Victory for either man should put them next in line for a shot at the welterweight title, which is due to be contested this summer when former interim champion Colby Covington faces off against Leon Edwards in a bout repeatedly stated by UFC president Dana White – though no date or location has been confirmed for the mooted matchup.

For Burns, it’s also an opportunity for him to be a part of that event, and he has already stated his intention to be the backup fighter for that title fight to ensure he’s in prime position to step in and take advantage if anything happens before fight night.

“For sure, for sure. I’ll be the backup. Because a lot of things can happen. A lot of things can happen in this sport. It’s a crazy sport,” he said.

“I remember I was fighting for the title. I had an amazing training camp. I was going to Abu Dhabi, flew to Vegas, and then I test positive for COVID. Then they called Masvidal. Masvidal got the title shot on seven days’ notice. Why not be ready? Why not just train a little more?

“Like I said, I’m changing my whole lifestyle. I’m feeling good. Why not just get five weeks, six weeks a little harder? You know, training for specific guy, study him a little bit, go out there and make weight? You know, if the opportunity comes, I’ll be ready. If you not, I take a little time off, rest up and go to the next fight.
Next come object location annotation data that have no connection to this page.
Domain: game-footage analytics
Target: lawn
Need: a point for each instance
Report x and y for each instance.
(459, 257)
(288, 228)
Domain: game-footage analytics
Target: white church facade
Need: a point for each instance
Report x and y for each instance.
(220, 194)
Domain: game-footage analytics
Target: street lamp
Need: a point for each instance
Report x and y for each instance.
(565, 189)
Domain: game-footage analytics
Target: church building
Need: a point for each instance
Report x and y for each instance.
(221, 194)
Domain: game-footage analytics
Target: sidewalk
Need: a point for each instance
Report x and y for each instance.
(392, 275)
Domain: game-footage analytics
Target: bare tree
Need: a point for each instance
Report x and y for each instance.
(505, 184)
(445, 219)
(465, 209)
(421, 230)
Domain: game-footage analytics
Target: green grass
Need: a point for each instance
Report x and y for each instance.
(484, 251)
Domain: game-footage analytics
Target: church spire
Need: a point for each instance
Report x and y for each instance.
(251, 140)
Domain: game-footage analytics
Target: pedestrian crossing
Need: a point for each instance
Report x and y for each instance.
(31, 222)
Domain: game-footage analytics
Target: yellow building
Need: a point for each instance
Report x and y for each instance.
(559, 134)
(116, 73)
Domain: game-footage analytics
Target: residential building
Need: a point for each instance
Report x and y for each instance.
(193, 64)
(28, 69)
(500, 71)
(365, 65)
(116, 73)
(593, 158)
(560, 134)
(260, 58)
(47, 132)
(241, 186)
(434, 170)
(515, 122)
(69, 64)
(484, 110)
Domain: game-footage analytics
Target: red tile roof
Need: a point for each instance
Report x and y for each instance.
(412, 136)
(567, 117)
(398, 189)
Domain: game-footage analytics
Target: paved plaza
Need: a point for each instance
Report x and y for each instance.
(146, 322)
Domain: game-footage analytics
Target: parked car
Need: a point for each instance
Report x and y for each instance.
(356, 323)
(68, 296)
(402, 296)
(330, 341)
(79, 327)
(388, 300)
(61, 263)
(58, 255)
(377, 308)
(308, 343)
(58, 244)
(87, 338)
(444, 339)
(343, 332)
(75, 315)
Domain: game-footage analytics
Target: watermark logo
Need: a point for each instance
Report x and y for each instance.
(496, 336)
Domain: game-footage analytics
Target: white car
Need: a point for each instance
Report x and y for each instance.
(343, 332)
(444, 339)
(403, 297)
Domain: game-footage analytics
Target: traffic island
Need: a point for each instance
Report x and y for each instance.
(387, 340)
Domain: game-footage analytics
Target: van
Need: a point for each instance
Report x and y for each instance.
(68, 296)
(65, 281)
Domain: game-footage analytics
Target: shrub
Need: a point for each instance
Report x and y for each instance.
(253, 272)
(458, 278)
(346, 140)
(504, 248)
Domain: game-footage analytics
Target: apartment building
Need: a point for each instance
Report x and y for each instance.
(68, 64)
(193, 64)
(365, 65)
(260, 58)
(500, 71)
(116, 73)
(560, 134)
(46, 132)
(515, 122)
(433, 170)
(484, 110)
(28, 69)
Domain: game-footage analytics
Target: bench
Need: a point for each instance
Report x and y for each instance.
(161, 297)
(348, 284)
For sure, if everything goes good on my way May 6, I’ll be the backup.”

But, despite his willingness to be the number-one contender and act as the backup for a potential Edwards-Covington title clash later this summer, Burns still harbors hope of gatecrashing those championship plans by producing such a spectacular victory over Muhammad that he’ll be thrust to the very front of the queue for the next shot at “Rocky,” however adamant the UFC may be that Covington is next for the shot.

“Yes. I would love to say no, we are next, but yeah, Colby is definitely next. Let’s see. Everything is about performance. If I go there knock this guy out or submit him or do something spectacular, they’re gonna say, man, why Colby? Why not this guy? So, that’s another thing that I’m doing too. I was looking forward to getting a finish against Masvidal, but I couldn’t make that spectacular. But I do think if I get a spectacular finish this time, I might jump over this guy.”